Dalam konsentrasi garam yang tinggi (dehidrasi), DNA ada dalam bentuk A, yang
memiliki 11 pasang nukleotida per putaran. Sangat berbeda dengan molekul DNA
pernah ada dalam bentuk A in vivo. Struktur ini adalah konformasi heterodupleks
DNA-RNA atau dupleks RNA-RNA in vivo.
Beberrapa sekuens DNA tertentu ada dalam bentuk heliks kidal unik yang
disebut Z-DNA. Heliks DNA bentuk A dan B ditemukan dengan cara tangan
kanan. Selain itu, segmen spesifik molekul DNA dapat mengalami pergeseran
konformasi dari bentuk B ke Z, dan sebaliknya. Nyatanya, protein pengatur
tertentu hanya dapat berikatan dengan bentuk-Z (atau bentuk-B) dari sekuens
DNA dan menyebabkannya bergeser ke bentuk-B (atau bentuk-Z).
Pertanyaan:
1. Apa yang menyebabkan sel tipe IIR dapat bermutasi kembali menjadi sel
tipe IIS? Mengapa tidak menjadi sel tipe IIIS? (Karlina Syabania)
2. Apa fungsi enzim pada percobaan Avery, MacLeod, dan McCarty?
(Karlina Syabania)
3. Berikut adalah tabel mengenai komposisi dasar dari DNA pada virus.
Adenine Guanine Sitosin Timin
Spesies
(%) (%) (%) (%)
Bacteriophage T2 32,6 18,1 16,6 32.6
Herpes simplex 13,8 37,7 36,3 13,5
Vaccinia 31,5 18,0 19,0 31,5
Dari tabel di atas, data mana yang menunjukkan analisis E. Chargaff dkk.
mengenai komposisi DNA? Mengapa bisa demikkian? (Erma Wahyu S N)

Jawaban:
1. Sel tipe IIR merupakan sel yang tidak berkapsul dan bersifat non-virulen
sehingga memudahkan sel tersebut bermutasi ke sel yang berkapsul yaitu
sel tipe IIS. Namun tidak berubah menjadi sel tipe IIIS dikarenakan tidak
dapat bermutasi meskipun sel-sel mati dari sel tipe IIIS dapat berubah
menjadi sel tipe IIR nantinya akan kembali ke sel tipe IIIS.
2. Fungsi enzim dari percobaan tersebut sebagai pengakatalis DNA, RNA,
dan protein menjadi DNase, RNase, dan protease.
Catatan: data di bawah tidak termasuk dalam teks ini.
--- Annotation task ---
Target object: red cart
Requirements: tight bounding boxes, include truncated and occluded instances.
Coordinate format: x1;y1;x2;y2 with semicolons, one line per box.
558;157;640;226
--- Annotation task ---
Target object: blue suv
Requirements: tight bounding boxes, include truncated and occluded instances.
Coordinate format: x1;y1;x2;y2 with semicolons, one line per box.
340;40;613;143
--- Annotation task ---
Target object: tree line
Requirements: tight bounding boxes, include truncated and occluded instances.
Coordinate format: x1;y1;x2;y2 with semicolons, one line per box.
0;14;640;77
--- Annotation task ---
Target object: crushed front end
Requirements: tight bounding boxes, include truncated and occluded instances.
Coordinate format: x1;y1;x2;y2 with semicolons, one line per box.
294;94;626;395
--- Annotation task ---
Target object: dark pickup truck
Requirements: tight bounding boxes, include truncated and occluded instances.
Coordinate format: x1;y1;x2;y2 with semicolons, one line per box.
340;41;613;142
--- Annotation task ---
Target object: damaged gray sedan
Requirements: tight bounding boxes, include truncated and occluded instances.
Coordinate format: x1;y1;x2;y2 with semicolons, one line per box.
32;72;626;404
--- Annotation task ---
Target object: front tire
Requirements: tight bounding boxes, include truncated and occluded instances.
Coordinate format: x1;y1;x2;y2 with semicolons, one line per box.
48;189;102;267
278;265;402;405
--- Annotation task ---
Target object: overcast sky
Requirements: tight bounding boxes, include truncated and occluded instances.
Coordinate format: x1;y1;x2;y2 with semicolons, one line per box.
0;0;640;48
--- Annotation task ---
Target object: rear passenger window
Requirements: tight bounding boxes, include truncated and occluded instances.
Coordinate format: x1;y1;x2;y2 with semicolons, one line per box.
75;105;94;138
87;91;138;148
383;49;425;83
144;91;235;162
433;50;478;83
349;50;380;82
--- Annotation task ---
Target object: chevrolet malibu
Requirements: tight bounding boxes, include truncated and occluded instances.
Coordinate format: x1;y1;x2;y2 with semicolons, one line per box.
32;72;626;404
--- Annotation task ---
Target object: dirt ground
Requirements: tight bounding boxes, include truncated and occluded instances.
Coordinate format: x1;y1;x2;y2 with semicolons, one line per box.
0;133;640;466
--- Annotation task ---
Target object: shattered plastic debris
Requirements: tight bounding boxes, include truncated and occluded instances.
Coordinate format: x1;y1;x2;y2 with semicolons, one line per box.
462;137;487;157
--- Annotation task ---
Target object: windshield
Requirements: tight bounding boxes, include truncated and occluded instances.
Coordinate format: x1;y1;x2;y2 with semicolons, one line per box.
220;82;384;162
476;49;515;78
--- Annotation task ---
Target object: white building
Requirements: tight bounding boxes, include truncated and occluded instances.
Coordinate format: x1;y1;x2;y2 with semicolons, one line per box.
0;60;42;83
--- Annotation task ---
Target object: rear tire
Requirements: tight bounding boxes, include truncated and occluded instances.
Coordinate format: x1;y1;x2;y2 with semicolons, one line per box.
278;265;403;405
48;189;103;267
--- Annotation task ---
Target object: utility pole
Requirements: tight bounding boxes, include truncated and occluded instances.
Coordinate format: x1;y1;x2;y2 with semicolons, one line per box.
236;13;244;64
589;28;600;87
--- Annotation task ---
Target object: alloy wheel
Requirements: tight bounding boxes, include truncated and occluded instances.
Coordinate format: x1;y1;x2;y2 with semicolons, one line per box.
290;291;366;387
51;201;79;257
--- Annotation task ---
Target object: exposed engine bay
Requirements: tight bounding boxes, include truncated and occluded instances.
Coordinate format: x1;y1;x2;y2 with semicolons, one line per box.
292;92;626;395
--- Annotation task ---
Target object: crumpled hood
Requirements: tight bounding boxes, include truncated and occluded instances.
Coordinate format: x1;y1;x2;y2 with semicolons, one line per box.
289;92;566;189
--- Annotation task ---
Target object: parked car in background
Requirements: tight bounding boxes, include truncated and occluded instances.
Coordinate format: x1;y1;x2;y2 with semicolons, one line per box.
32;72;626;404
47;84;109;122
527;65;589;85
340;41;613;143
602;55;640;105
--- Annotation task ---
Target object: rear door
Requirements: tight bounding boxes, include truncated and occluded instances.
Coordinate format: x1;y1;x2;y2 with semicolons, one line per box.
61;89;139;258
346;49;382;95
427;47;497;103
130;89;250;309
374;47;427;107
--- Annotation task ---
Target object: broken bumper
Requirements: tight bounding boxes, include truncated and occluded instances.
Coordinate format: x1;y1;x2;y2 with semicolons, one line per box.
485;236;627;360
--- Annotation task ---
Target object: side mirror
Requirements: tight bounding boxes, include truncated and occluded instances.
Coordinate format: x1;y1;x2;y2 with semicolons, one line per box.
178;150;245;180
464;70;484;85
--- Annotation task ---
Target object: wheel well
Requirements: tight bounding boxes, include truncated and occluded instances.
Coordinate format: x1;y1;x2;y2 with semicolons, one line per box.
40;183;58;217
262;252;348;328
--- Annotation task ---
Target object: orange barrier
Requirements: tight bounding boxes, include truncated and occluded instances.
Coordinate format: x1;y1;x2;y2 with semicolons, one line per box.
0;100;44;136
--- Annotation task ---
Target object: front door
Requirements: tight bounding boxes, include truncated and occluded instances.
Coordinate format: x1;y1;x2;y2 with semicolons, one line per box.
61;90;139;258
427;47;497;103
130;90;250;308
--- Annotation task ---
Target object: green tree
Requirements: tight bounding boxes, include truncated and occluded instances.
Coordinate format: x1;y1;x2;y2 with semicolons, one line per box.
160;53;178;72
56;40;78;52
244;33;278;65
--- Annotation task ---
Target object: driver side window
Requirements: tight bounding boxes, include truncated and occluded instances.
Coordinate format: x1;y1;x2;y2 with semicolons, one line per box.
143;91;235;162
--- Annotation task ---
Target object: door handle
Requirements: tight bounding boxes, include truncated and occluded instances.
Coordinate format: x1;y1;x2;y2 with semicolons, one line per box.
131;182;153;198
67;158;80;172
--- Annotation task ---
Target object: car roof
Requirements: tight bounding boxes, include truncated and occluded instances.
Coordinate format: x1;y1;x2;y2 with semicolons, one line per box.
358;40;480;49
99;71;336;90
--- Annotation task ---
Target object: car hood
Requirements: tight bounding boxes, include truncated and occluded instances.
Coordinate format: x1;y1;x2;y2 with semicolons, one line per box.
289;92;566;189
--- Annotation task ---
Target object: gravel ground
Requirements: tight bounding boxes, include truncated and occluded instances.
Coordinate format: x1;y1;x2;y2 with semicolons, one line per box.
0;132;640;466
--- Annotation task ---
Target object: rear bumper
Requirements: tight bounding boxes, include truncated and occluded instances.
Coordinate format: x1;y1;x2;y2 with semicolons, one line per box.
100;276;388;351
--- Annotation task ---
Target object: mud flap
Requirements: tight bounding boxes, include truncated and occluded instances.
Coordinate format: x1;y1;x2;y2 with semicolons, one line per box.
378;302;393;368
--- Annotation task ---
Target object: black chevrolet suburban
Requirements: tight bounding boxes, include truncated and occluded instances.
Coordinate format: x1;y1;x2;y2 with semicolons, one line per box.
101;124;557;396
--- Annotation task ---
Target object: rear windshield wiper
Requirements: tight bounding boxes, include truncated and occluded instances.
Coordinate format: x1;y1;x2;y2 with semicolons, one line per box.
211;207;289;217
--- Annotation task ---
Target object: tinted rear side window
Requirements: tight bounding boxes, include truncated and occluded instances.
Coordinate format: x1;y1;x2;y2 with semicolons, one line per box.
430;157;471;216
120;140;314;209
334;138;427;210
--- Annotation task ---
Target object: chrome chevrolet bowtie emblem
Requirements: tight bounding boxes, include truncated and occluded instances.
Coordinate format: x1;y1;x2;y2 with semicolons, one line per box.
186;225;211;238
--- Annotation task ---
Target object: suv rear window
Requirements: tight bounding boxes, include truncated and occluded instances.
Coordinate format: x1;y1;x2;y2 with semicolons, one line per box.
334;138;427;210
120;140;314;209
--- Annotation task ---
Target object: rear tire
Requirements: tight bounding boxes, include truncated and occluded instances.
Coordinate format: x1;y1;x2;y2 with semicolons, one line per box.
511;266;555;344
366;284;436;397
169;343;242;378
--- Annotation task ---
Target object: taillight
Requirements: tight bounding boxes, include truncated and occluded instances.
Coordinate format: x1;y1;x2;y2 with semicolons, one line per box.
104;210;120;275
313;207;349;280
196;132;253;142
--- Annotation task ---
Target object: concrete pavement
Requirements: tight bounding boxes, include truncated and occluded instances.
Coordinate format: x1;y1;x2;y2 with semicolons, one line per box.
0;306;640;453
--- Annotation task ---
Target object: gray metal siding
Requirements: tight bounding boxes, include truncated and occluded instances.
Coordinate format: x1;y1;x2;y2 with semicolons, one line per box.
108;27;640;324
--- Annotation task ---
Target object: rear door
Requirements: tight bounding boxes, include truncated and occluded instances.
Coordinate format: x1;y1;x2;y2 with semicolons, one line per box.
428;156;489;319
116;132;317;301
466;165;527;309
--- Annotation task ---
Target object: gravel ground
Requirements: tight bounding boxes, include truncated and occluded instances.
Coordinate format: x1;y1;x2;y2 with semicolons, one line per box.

3. Salah satu contoh pada spesies virus Herpes simplex konsentrasi adenin
13,8% dan konsentrasi timin 13,5%. Keduanya memang tidak sama persis,
namun diantara keempat data (adenin, guanin, sitosin, dan timin),
konsentrasi keduanya paling mirip. Hal ini sesuai dengan analisis E
Chargaff, dkk., yang meyatakan bahwa konsentrasi timin sama dengan
konsentrasi adenin. Sedangkan konsentrasi guanin 37,7% dan konsentrasi
sitosin 36,3%. Keduanya juga tidak sama persis, bahkan selisihnya lebih
jauh daripada selisih antara konsentrai adenin dan timn, namun diantara
keempat data, konsentrasi keduanya paling mirip. Hal ini juga sesuai
dengan hasil analisis E Chargaff, dkk., yang meyatakan bahwa konsentrasi
sitosin sama dengan konsentrasi guanin.
Daftar Rujukan
Fry, Michael. 2016. Avery, MacLeod, and McCarty Identified DNA as the Genetic
Material. Israel Institute of Technology.
Hershey, A. D. dan M. Chase. 1952. Independent Functions of Viral Protein and
Nucleic Acid in Growth of Bacteriophage. The Journal of General
Physiology. 36: 39–56.
Michael,John. 2017. DNA Replication Sequencing. University South Dakota.